As I understand, malloc is not an option.
Write a couple of functions to a) get a random integer (strings length), and b)a random char.
Then use those to build your random string.
For example:
//pseudocode
static char random_string[MAX_STRING_LEN];
char *getRandomString()
{
unsigned int r = random_number();
for (i=0;i<r;i++){
random_string[i] = random_char();
}
random_string[r-1] = '\0';
}
If you are not allowed to use malloc you'll have to declare an array that can be the maximum possible size at file scope and fill it with random characters.
#define MAX_RANDOM_STRING_LENGTH 1024
char RandomStringArray[MAX_RANDOM_STRING_LENGTH];
char *getRandomString(size_t length)
{
if( length > ( MAX_RANDOM_STRING_LENGTH - 1 ) ) {
return NULL; //or handle this condition some other way
} else {
// fill 'length' bytes in RandomStringArray with random characters.

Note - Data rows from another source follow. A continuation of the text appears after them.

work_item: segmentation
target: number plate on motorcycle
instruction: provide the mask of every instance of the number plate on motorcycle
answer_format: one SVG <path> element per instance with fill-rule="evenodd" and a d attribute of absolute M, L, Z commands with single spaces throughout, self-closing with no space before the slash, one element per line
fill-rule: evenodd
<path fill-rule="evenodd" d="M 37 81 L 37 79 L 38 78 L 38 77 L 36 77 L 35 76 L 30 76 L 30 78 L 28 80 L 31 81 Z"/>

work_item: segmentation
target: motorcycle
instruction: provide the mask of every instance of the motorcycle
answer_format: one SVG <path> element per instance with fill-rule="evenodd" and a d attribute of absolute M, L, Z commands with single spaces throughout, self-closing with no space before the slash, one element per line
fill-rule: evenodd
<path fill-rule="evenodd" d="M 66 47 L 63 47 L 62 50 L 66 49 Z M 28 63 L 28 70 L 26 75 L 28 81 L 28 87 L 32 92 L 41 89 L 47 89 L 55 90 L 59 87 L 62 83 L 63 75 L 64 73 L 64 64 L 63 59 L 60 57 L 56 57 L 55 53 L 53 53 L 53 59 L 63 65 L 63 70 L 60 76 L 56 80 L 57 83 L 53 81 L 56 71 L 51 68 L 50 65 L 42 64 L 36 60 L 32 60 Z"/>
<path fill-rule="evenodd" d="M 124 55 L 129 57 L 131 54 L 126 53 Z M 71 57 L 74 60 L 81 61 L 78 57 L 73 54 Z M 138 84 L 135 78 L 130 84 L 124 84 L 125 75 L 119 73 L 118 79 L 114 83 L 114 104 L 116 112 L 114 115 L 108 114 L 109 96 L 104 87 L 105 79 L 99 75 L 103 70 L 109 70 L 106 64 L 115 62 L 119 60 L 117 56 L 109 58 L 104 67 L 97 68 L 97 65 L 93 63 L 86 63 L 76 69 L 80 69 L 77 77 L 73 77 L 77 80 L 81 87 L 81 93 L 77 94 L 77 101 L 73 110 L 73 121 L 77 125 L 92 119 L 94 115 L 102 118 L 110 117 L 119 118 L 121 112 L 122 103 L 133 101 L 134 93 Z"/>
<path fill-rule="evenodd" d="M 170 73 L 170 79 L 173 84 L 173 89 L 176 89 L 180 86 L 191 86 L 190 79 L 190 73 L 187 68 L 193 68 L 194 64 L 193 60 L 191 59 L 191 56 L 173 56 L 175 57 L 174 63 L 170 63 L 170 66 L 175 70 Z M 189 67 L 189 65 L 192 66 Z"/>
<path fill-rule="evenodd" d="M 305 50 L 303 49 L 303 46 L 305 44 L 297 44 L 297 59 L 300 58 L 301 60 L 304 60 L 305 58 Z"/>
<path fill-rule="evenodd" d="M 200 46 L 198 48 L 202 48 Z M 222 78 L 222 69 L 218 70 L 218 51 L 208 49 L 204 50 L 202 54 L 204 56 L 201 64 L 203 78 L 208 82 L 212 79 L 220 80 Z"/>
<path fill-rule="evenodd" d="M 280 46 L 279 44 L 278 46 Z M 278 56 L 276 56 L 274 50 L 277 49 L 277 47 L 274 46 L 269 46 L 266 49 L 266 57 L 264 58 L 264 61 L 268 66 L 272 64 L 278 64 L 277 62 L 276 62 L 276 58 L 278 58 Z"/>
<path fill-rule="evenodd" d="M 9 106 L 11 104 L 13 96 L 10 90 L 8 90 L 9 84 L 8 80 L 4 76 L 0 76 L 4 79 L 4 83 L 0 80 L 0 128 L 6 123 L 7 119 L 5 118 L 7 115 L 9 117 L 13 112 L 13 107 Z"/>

RandomStringArray[length] = '\0';
return &RandomStringArray[0];
}
}
int main()
{
char *string = getRandomString(100);
printf("Random string is: %s\n", string);
return 0;
}
Both of your examples are returning pointers to local variables - that's generally a no-no. You won't be able to create memory for your caller to use without malloc(), which isn't defined in stdio.h, so I guess your only option is to make word static or global, unless you can declare it in main() and pass the pointer to your random string function to be filled in. How are you generating random numbers with only the functions in stdio.h?